Quanta actualidade do seu pensamento, quando, de novo, estamos confrontados com a Reforma da Política Agrícola Comum, que insiste nesse caminho de favorecimento do grande agro-negócio, e no desprezo da pequena e média agricultura. Que insiste na desregulamentação dos mercados. Que insiste na manutenção dos desequilíbrios nos apoios entre estados e produções e entre os grandes e a agricultura familiar, e mantém uma boa parte dos apoios desligados da produção.

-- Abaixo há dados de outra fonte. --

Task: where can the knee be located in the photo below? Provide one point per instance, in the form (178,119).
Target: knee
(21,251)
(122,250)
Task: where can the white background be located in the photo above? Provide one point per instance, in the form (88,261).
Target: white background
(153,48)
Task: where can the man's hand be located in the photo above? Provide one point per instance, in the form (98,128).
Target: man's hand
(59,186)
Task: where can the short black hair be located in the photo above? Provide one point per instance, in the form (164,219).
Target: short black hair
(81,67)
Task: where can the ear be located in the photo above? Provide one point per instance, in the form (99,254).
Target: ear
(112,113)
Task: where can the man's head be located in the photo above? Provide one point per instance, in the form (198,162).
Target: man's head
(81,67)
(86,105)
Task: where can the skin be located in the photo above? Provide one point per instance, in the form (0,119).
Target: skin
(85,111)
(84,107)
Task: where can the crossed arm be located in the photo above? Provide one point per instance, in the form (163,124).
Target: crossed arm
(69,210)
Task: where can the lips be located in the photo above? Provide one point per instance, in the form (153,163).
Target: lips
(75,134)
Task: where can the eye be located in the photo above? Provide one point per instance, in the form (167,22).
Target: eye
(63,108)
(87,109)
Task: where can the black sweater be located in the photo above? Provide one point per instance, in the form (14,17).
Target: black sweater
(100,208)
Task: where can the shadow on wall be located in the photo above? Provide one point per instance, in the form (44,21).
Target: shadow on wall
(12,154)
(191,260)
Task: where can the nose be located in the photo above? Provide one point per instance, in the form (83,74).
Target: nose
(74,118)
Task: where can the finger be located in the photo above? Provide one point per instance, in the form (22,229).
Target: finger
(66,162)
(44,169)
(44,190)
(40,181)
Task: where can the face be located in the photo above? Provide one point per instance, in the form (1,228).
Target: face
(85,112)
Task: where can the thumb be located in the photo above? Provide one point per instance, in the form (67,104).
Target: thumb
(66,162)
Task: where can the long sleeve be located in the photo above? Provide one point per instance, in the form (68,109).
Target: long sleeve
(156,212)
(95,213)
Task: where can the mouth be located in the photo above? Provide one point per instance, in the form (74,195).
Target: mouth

Para além da caracterização da situação na agricultura, neste Estudo, que o autor gostaria de aprofundar, suprindo aquilo que, no Prefácio à primeira Edição (brasileira) apelida de “lacunas graves, o que foi impedido pelas difíceis condições da clandestinidade, primeiro, e pela dinâmica revolucionária e as imensas responsabilidades assumidas nos tempos seguintes ao 25 de Abril, depois, Álvaro Cunhal define, já aqui, um programa de política agrícola que é uma importante contribuição para o Programa do PCP:

“Pela nossa parte defendemos, intransigentemente, os interesses dos assalariados rurais e do campesinato. Lutamos por melhores salários, pela limitação da jornada de trabalho, pela defesa dos direitos da mulher e da criança, contra as mais diversas formas de intensificação da exploração. Defendemos os interesses dos pequenos agricultores. Mostrando aos pequenos agricultores a inevitabilidade da sua ruína nas condições do capitalismo, defendemos, intransigentemente, os seus interesses contra a política fascista ao serviço dos grandes agrários e capitalistas. Inscrevemos a Reforma Agrária entre os objectivos fundamentais da revolução democrática e nacional.”

Orientações de um Programa que o PCP vai procurar concretizar, logo após o 25 de Abril de 1974, junto dos agricultores portugueses, indo ao encontro e tomando o partido na concretização das suas mais sentidas aspirações e, lado a lado, com o proletariado rural na concretização da Reforma Agrária nos campos do Sul, essa realização ímpar onde pela primeira vez no nosso país, os trabalhadores decidiram tomar as terras do latifúndio e com elas nas suas próprias mãos o seu destino, concretizando um inovador programa de transformações económicas e de justiça social.

Recordar Álvaro Cunhal neste momento de comemoração é evocar o homem de firmes convicções humanistas, o dirigente político experimentado, o ideólogo, o estratego, o homem de Estado, o intelectual, ensaísta, criador literário, artista plástico e teorizador de arte e uma vida íntegra e coerente vivida e norteada pelo ideal da construção de uma sociedade liberta da exploração do homem pelo homem.

É lembrar o dirigente político que, na assumpção das mais altas responsabilidades partidárias, não só foi chamado a pronunciar-se e a dar o seu contributo em questões da maior relevância para a nossa vida colectiva, mas igualmente para a construção e afirmação de um Partido que se revelou, nestes quase 100 anos da sua existência, como um instrumento necessário e indispensável para a defesa dos interesses dos trabalhadores, do nosso povo e do País e imprescindível para a defesa desses interesses no futuro.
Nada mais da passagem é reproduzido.